MySpace had debuted that January. A month later, the Super Bowl’s halftime show broadcast the infamous “wardrobe malfunction,” making Janet Jackson the most searched term, event and image in internet history. Ms. Jackson’s breast was quickly the most recorded and re-watched thing in Tivo’s history. In fact, the fervor to somehow deliver access to such a video clip on demand is what gave Jawed Karim the idea to co-create YouTube a year later.

Harvard sophomore Mark Zuckerberg launched the first iteration of Facebook on Feb. 1, 2004. A few days later we learned there weren’t any actual weapons of mass destruction, while 60 Minutes II got duped into perpetuating false news about President George W. Bush’s service in the Texas Air National Guard based on forged documents — and this was before the term “fake news” was commonplace.

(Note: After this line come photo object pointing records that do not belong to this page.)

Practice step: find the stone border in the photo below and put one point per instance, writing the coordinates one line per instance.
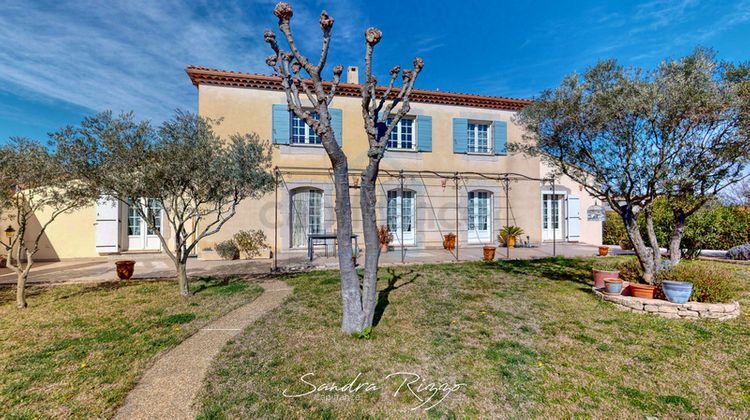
(667, 309)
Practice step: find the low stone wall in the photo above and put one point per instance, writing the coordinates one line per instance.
(667, 309)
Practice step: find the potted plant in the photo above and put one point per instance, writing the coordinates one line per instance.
(605, 269)
(385, 237)
(449, 241)
(125, 269)
(509, 234)
(612, 286)
(488, 252)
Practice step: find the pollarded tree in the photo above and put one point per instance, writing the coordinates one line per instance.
(382, 109)
(35, 192)
(197, 178)
(630, 136)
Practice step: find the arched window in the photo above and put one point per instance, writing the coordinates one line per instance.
(479, 212)
(306, 214)
(401, 216)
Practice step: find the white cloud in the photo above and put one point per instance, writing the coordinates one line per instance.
(131, 55)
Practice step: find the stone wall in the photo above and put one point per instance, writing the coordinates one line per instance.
(690, 310)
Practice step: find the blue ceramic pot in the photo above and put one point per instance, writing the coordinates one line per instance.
(677, 291)
(613, 287)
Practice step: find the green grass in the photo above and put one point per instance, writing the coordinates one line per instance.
(527, 338)
(77, 350)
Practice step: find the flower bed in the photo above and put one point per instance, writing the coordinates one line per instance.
(690, 310)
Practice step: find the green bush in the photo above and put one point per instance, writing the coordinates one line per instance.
(251, 242)
(227, 250)
(711, 282)
(715, 226)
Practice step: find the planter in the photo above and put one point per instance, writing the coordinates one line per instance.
(449, 242)
(488, 253)
(642, 290)
(600, 275)
(677, 291)
(613, 286)
(125, 269)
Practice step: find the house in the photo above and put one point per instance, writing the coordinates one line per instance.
(447, 170)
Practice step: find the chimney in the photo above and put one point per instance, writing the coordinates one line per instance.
(352, 75)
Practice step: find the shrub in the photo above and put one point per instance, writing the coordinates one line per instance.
(740, 252)
(227, 250)
(711, 283)
(251, 242)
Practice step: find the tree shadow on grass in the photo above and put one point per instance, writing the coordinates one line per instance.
(555, 269)
(384, 295)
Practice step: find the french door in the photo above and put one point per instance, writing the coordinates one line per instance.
(402, 216)
(552, 216)
(480, 217)
(140, 236)
(307, 215)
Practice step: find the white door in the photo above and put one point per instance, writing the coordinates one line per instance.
(306, 214)
(480, 217)
(402, 228)
(140, 236)
(551, 217)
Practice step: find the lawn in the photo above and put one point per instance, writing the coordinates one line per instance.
(77, 350)
(527, 339)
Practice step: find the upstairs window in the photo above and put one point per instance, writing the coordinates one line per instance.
(303, 133)
(478, 138)
(402, 136)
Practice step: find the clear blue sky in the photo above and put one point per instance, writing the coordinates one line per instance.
(62, 60)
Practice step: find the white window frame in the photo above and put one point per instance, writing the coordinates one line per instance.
(310, 138)
(400, 134)
(472, 138)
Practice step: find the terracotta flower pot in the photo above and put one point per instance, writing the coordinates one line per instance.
(449, 242)
(642, 290)
(489, 253)
(600, 275)
(125, 269)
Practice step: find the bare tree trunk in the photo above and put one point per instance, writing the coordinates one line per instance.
(367, 201)
(22, 277)
(675, 253)
(653, 241)
(643, 253)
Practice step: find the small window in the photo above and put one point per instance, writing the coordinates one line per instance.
(478, 138)
(303, 133)
(402, 136)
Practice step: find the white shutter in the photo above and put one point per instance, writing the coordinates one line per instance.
(107, 225)
(574, 219)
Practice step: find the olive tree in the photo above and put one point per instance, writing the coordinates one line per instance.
(197, 178)
(629, 136)
(382, 109)
(35, 192)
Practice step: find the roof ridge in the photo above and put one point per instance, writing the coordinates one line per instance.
(211, 76)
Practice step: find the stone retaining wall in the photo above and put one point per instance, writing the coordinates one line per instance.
(667, 309)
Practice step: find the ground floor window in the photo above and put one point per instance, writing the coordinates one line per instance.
(401, 216)
(480, 216)
(306, 215)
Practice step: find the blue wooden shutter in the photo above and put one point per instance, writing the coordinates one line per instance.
(281, 120)
(460, 127)
(337, 123)
(424, 133)
(500, 137)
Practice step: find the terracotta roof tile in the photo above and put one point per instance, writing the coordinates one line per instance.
(207, 76)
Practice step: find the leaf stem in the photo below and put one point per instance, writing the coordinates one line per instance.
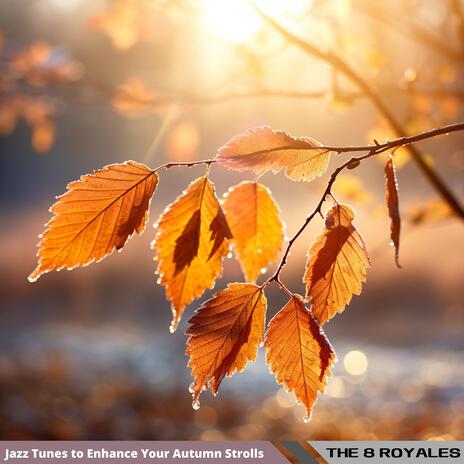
(318, 210)
(364, 86)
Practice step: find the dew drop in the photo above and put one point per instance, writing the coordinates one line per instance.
(195, 405)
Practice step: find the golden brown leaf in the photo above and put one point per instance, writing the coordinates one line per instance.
(262, 149)
(298, 352)
(225, 333)
(391, 198)
(192, 239)
(254, 219)
(336, 265)
(97, 214)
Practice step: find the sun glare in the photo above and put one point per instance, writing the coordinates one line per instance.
(236, 21)
(232, 20)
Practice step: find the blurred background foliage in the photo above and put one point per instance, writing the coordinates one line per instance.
(87, 354)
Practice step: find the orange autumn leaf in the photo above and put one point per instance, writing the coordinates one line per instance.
(391, 198)
(336, 266)
(225, 333)
(262, 149)
(191, 242)
(298, 352)
(122, 23)
(97, 214)
(254, 219)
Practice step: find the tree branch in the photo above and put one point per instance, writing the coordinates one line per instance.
(372, 150)
(338, 63)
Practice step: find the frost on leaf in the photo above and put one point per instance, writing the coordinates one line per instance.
(262, 149)
(392, 200)
(97, 214)
(254, 219)
(225, 333)
(191, 242)
(298, 352)
(336, 266)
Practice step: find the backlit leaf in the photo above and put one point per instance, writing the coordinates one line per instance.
(225, 333)
(262, 149)
(298, 352)
(257, 231)
(336, 265)
(391, 198)
(97, 214)
(192, 239)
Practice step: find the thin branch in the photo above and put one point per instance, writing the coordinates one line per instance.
(318, 210)
(338, 63)
(174, 164)
(372, 150)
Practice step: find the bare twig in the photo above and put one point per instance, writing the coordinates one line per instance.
(338, 63)
(372, 150)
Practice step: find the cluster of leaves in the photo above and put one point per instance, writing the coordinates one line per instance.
(99, 212)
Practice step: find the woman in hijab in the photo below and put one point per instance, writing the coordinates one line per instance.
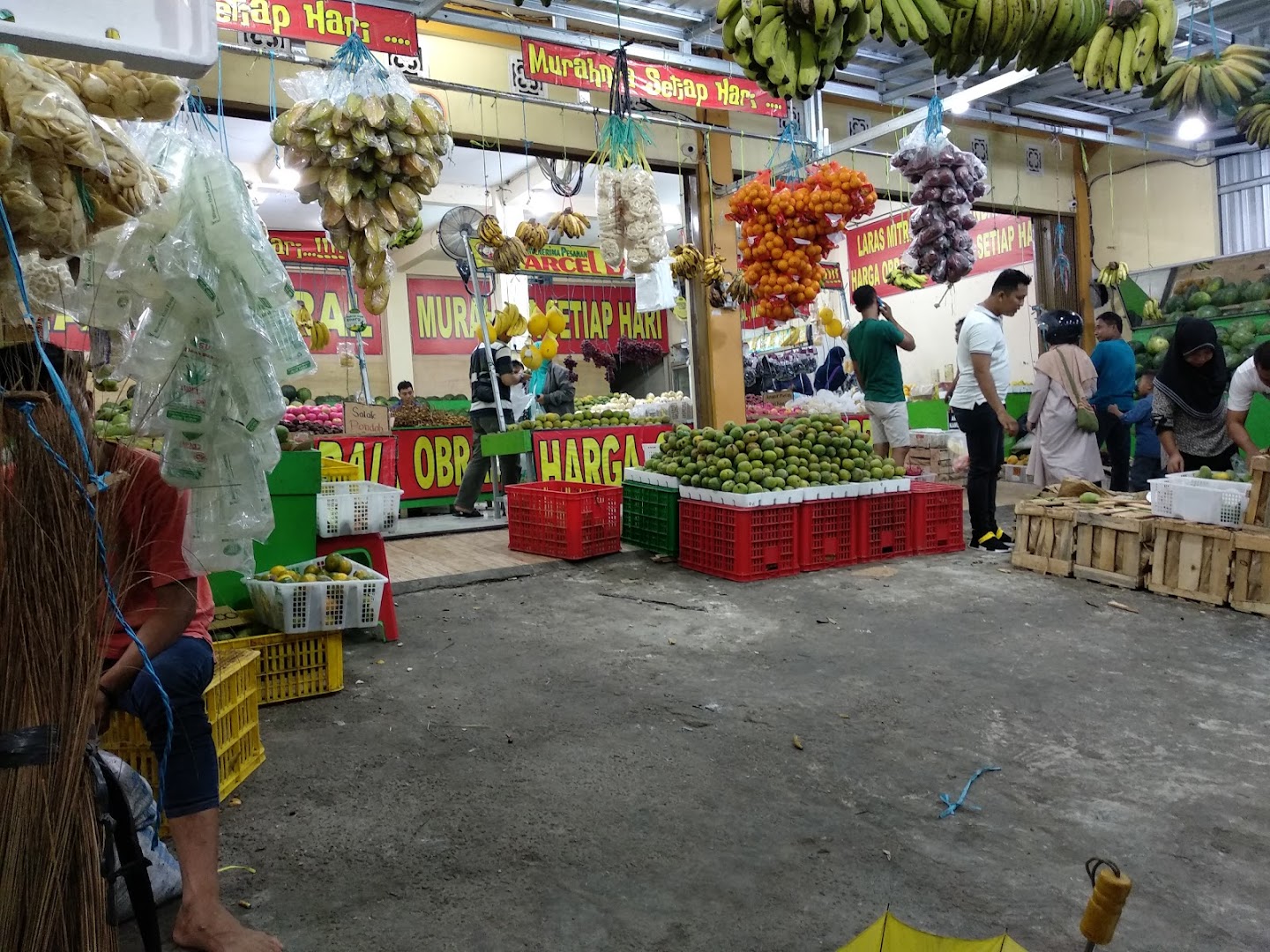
(1059, 447)
(831, 374)
(1191, 400)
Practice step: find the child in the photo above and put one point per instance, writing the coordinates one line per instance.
(1146, 455)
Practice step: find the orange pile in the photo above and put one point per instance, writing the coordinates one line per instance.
(788, 230)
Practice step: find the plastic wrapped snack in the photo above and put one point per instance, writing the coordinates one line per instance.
(46, 115)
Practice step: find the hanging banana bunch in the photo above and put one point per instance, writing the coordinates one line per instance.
(534, 236)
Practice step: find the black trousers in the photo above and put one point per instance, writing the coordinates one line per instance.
(986, 439)
(1116, 435)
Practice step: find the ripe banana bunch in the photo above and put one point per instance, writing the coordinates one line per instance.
(739, 290)
(1061, 28)
(793, 48)
(979, 31)
(1213, 84)
(490, 233)
(510, 256)
(1113, 274)
(1254, 120)
(1129, 52)
(686, 262)
(569, 224)
(903, 277)
(534, 236)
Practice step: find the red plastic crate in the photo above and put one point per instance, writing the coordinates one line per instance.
(736, 544)
(938, 518)
(885, 525)
(564, 519)
(827, 533)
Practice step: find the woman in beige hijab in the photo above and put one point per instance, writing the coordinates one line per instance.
(1061, 449)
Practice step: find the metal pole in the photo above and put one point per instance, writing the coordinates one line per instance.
(496, 471)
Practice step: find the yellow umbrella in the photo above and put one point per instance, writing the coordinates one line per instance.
(889, 934)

Thanks to the internet, we were able to take our desire for gritty news, community and news-re­lated humor into our own hands. Strange photos from Abu Ghraib prison awaited. The fast-mov­ing legalization of gay marriage was being orga­nized online. Howard Dean’s strange whoop got replayed and remixed into internet death territo­ry, taking his presidential candidacy with it.

We were completely enthralled by what the in­ternet could do for us, or perhaps to us. It’s only fitting that Google went public in 2004, right after Barack Obama delivered the Democratic National Committee keynote that launched the rising political star’s trajectory even higher. We haven’t questioned the internet’s version of high ROI with a quick turnaround since. In fact, we crave and depend on it.

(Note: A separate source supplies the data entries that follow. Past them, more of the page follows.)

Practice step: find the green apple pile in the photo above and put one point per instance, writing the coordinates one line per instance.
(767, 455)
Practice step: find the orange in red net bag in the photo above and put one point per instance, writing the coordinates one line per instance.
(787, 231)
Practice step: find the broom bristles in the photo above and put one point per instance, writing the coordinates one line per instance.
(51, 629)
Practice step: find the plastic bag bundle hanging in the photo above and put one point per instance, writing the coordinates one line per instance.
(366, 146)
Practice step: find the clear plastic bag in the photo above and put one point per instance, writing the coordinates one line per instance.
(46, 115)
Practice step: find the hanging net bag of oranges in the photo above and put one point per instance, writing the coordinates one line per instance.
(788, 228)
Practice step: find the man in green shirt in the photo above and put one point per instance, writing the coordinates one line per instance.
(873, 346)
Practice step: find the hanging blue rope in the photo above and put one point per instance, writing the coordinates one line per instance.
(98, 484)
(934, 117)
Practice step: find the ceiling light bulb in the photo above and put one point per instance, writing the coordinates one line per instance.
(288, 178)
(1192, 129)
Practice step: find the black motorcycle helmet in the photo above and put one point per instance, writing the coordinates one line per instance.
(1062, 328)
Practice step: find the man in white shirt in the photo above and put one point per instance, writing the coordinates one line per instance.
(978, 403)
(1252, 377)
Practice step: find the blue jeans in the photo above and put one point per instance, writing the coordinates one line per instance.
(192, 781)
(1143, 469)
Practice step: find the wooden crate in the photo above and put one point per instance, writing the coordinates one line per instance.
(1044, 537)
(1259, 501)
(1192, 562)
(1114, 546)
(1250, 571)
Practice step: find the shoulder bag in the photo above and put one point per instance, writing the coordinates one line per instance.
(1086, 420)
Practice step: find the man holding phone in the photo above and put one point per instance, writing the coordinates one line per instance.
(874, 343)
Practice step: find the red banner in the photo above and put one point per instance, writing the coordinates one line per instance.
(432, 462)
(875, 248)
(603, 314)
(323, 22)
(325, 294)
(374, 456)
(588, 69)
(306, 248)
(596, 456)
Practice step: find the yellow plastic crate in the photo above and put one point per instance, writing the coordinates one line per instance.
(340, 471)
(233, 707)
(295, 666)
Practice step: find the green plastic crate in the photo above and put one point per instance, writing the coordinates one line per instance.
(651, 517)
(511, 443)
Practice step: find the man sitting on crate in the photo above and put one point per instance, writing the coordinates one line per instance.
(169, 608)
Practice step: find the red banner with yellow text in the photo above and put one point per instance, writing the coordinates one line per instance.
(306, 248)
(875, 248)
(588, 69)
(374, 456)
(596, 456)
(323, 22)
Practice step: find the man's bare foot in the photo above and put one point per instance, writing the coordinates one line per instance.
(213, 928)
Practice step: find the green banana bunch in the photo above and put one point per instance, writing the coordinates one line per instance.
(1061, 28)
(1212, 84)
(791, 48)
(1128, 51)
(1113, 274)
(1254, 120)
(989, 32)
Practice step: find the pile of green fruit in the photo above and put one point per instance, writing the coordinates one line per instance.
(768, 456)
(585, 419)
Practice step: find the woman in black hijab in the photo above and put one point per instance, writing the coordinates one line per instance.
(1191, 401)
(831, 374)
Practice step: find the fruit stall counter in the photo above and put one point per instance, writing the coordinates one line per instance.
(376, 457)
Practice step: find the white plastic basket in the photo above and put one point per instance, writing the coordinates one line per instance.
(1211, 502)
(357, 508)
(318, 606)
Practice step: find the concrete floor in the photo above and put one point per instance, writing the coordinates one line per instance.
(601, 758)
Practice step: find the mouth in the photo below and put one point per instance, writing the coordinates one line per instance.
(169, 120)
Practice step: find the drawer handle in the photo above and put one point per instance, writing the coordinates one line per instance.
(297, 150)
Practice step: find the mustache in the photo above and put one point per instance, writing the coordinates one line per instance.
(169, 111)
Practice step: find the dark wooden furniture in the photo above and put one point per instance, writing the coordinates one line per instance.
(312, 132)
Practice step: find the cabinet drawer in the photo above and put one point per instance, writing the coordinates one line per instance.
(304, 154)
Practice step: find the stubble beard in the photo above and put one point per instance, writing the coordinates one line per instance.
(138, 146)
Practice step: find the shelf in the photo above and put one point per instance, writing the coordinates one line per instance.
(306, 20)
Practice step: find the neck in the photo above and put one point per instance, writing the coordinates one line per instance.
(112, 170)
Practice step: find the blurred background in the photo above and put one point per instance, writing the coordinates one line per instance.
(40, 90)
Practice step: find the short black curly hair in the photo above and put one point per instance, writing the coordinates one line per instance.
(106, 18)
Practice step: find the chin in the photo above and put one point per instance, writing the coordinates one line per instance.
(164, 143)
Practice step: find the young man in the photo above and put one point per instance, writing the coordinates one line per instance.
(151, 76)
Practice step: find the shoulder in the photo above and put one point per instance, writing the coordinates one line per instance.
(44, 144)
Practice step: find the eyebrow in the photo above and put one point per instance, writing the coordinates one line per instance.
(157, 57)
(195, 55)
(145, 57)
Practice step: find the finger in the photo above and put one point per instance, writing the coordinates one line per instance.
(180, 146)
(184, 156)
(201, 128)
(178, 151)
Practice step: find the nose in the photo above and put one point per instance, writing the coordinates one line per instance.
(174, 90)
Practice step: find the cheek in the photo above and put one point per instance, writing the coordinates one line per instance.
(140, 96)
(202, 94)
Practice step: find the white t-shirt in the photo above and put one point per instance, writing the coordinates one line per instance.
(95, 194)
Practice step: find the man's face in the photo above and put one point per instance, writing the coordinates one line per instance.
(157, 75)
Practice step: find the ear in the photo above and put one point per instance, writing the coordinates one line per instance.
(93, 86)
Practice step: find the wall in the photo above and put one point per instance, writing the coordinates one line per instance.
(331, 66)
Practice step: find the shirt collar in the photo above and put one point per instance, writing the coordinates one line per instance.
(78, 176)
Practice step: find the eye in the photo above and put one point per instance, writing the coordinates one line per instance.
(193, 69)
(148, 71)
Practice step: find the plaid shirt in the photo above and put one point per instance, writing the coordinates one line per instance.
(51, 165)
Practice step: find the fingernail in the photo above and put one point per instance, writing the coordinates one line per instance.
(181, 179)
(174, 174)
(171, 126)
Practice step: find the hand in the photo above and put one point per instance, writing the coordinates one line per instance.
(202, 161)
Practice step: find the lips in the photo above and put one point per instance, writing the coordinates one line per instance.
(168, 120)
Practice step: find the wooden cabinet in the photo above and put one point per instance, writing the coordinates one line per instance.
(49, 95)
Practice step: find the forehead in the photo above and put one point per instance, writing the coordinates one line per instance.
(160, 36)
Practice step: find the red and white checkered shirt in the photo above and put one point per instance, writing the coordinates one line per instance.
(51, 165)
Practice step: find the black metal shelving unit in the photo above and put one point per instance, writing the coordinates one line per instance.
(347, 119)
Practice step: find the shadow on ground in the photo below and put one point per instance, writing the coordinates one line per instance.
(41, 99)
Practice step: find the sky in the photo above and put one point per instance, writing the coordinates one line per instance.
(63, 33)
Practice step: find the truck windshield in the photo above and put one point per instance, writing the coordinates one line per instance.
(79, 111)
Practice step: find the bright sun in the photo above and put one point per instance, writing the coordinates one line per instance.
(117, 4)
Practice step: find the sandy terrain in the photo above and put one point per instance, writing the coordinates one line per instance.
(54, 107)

I’m honored to write about media happen­ings for the CBJ again. I’ll argue that we’re facing another 2004-type of year in terms of changing media consumption needs and perhaps more watershed moments and technologies that could change everything. Media audiences are the prod­ucts now. Media-churned truths and facts are not only subjective, but highly questionable from the start. The next platforms are being designed with­in a framework of planned obsolescence. What happens when acts of journalism can’t even get noticed on the dominating “smart” devices that are increasingly engineered to merely trigger do­pamine loops? The Fifth Estate is needed now more than ever.

Joe Coffey is the owner of Coffey Grande Studios.